Forty rats with a mean mass 247.7 g were used. MPV values were evaluated at 60 min (for groups A and C) and at 120 min (for groups B and D) of reoxygenation. Epo was provided only in groups C and D.
This biomedical study tested the effect of erythropoietin (Epo) in rat model, especially in a hypoxia-reoxygenation one. The trend of this factor was evaluated hematologically using serum mean platelets volume (MPV) values.
Introduction
Erythropoietin (Epo) is probably the most well-studied growth factor. Epo is included in over 29.025 known biomedical studies at present. At least 8.77% of these experiments concern tissue hypoxia-reoxygenation (HR) models. In addition, a noteworthy progress has been achieved regarding the Epo usage in transient or permanent HR injury repair including adjacent tissues, organs and certainly the patients’ health. However, basic questions regarding dosage, administration timing and action velocity have not been answered yet. The knowledge must be promoted away from the original action of Epo in stem blood cells reproduction. However, specific HR matters have not been completely studied. A numeric evaluation of the Epo influence is provided by a meta-analysis of 32 published serum variables, based on the same experiment, for the same endpoints (Table 1). Mean platelet volume (MPV) is a variable produced by machine-calculated measurements. It reflects the average size of platelets found in blood and is typically included in complete blood count tests. When the body produces increased numbers of platelets, the average platelet size is larger. MPV test results can infers about platelet production in bone marrow or platelet destruction problems. The MPV variable is higher upon platelets destruction. This happens in Bernard-Soulier syndrome, myeloproliferative diseases, immune thrombocytopenic purpura and inflammatory bowel disease (1). It may also implicate the recovery from transient hypoplasia and pre-eclampsia (2). Impaired stem production as in aplastic anemia may correlate with abnormally low MPV values as in thrombocytopenia. Low MPV values can correlate with abnormally small platelet size, sometimes a symptom of a genetic spectrum referred to as Wiskott-Aldrich syndrome (3). The typical range of 9.7-12.8 femtolitre (fL) platelet volumes equals to spheres 2.65 to 2.9 µm in diameter. The normal range is 7.5-11.5 fL (4). The aim of this experiment was to estimate the effect of Epo on a rat model, especially in a HR protocol.
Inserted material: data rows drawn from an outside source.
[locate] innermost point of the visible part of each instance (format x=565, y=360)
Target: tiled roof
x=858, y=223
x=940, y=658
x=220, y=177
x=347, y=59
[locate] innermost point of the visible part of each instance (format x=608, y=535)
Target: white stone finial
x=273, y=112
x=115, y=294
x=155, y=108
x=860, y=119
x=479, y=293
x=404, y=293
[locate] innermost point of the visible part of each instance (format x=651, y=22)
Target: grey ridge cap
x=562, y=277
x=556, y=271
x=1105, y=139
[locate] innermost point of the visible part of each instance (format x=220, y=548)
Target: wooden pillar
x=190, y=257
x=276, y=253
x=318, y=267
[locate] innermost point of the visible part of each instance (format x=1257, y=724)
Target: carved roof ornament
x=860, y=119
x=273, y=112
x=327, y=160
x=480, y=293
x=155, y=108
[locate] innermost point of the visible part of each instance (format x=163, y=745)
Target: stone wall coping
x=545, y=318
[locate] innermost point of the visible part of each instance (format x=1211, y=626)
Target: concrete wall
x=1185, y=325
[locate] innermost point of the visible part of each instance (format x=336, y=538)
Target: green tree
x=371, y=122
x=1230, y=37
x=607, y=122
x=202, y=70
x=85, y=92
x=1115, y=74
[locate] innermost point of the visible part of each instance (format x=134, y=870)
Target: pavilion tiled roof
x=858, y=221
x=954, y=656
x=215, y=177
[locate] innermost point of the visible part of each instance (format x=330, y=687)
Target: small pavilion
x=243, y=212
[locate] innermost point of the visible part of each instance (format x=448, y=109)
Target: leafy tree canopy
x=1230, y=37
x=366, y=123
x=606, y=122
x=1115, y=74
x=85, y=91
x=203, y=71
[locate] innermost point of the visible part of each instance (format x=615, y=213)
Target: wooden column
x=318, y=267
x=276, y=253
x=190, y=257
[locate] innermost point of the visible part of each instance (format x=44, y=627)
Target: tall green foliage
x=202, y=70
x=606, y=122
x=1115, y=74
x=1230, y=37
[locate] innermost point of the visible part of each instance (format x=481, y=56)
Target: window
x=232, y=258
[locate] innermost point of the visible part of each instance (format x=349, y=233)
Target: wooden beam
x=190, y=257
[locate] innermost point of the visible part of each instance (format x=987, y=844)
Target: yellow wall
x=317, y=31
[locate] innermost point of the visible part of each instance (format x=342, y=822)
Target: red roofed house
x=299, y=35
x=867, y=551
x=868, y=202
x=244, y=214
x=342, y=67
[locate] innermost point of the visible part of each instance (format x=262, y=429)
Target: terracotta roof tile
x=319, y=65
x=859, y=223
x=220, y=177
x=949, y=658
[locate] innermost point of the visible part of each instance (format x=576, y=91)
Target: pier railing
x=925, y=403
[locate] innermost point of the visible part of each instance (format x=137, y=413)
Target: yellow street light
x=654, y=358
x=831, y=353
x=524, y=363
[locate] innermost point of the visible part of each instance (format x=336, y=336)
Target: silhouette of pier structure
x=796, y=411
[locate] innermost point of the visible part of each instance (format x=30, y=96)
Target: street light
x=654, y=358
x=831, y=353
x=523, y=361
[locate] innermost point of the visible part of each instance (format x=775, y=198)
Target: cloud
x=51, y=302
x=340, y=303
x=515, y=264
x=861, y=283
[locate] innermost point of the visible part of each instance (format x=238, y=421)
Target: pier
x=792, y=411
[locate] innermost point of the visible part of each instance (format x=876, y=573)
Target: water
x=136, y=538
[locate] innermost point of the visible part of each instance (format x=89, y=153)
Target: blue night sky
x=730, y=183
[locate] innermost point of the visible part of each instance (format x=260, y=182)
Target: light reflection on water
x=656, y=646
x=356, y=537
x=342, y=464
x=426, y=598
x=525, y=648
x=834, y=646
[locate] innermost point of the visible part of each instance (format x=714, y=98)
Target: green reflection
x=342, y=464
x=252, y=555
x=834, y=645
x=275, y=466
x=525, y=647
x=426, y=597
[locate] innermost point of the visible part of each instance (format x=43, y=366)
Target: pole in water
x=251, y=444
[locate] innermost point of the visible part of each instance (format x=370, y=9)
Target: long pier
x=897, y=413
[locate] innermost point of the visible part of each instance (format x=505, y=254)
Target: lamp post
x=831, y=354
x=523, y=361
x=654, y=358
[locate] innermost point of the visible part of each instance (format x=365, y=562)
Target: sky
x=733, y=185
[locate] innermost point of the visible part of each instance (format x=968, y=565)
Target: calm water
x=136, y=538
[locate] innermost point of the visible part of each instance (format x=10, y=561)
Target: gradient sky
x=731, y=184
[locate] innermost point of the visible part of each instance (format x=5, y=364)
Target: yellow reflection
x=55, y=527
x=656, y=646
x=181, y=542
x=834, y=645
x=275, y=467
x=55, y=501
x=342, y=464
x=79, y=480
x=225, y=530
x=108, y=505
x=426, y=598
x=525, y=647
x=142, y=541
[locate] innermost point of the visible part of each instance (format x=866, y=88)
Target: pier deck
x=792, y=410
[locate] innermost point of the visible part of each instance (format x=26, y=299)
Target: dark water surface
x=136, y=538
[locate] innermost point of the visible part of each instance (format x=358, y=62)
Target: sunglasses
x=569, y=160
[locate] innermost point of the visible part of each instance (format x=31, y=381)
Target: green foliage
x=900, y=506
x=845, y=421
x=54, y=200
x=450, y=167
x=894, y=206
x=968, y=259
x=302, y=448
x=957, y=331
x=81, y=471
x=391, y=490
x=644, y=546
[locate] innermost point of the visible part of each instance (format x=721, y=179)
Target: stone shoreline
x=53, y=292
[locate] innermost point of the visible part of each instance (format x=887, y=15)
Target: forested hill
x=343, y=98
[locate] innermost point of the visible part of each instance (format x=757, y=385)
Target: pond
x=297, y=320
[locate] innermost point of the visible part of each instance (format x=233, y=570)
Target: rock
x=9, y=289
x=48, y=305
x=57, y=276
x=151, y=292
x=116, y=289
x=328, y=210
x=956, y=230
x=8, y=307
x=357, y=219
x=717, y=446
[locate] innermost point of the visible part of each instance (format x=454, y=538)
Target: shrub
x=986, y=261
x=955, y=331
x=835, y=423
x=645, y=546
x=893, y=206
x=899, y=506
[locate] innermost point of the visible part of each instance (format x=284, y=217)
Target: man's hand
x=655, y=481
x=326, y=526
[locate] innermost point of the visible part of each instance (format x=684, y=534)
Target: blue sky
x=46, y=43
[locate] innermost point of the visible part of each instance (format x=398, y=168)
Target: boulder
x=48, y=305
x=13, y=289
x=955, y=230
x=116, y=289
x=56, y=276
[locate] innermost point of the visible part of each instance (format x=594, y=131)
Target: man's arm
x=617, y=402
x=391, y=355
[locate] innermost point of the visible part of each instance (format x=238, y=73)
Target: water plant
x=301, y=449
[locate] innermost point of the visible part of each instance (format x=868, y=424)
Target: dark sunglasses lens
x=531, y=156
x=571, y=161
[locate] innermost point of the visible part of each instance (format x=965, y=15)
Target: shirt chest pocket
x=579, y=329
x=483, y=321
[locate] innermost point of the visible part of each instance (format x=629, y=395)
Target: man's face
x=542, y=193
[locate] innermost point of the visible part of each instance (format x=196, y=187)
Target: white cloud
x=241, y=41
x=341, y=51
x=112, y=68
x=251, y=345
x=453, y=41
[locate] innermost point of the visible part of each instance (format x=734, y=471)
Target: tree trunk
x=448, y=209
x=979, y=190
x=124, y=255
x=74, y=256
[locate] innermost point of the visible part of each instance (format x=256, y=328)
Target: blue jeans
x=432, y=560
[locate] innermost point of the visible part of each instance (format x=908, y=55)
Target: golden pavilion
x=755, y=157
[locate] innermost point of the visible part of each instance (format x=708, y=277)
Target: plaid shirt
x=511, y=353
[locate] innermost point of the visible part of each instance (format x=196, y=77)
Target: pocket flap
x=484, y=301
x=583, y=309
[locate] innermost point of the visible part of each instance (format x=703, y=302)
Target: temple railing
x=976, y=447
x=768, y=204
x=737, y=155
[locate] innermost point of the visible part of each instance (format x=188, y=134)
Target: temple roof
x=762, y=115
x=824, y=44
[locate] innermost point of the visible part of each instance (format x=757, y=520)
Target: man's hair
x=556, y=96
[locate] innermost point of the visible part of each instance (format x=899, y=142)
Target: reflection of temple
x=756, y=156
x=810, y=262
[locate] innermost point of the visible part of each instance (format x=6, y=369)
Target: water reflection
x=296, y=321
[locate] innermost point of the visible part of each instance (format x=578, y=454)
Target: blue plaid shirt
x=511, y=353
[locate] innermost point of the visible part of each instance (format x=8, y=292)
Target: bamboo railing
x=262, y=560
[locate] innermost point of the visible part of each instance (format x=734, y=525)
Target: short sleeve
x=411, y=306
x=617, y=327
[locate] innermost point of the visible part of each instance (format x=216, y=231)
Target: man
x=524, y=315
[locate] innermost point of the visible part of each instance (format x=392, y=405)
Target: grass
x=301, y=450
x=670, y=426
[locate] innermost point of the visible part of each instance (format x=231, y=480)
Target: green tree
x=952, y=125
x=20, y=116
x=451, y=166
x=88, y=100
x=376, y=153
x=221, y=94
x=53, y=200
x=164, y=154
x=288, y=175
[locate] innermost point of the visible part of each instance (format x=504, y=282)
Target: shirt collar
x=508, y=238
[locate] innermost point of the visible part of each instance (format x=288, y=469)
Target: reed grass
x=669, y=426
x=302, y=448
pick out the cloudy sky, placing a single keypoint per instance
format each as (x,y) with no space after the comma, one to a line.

The effects of that factor were studied by measuring blood MPV values.
Methods
Animal Preparation
A Prefectural vet in East Attiki provided the experiment 3693/12-11-2010 and 14/10-1-2012 licenses. ELPEN Pharmaceuticals Co. Inc. S.A. in Pikermi, Attiki, granted all substances, equipment and required consumables. Appropriate humanistic animal care was adopted for female albino Wistar rats. One week pre-experimental normal housing in laboratory included ad libitum diet. Prenarcosis electrocardiogram, acidometry and oxygen supply preceded nonstop intra-experimental general anesthesia (5-12), post-experimental euthanasia did not permit preservation of the rodents. 40 rodents were randomly delivered to four equal experimental groups. All the 40 rats had the preceded hypoxia stage of 45 min induced by laparotomic forceps clamping the inferior aorta over the renal arteries. Afterwards, the clamp removal restored the inferior aorta patency and reoxygenation. Reoxygenation of 60 min was followed in group A. Reoxygenation of 120 min was followed in group B. Reoxygenation of 60 min and intravenous (iv) Epo administration was followed in group C. Reoxygenation of 120 min and iv Epo administration were followed in group D. The Epo dosage was 10 mg/kg body mass per animal. Epo was administered at the time of reoxygenation through catheterized inferior vena cava. MPV evaluations were performed at 60 min of reoxygenation for A and C groups and at 120 min of reoxygenation for B and D groups. The mean mass of the 40 female Wistar albino rats was 247.7 g [standard deviation (SD): 34.99172 g; range: 165 g-320 g]. Rats’ mass could be probably a confusing factor, e.g. the more thin rats to have lower MPV levels. That assumption was also tested.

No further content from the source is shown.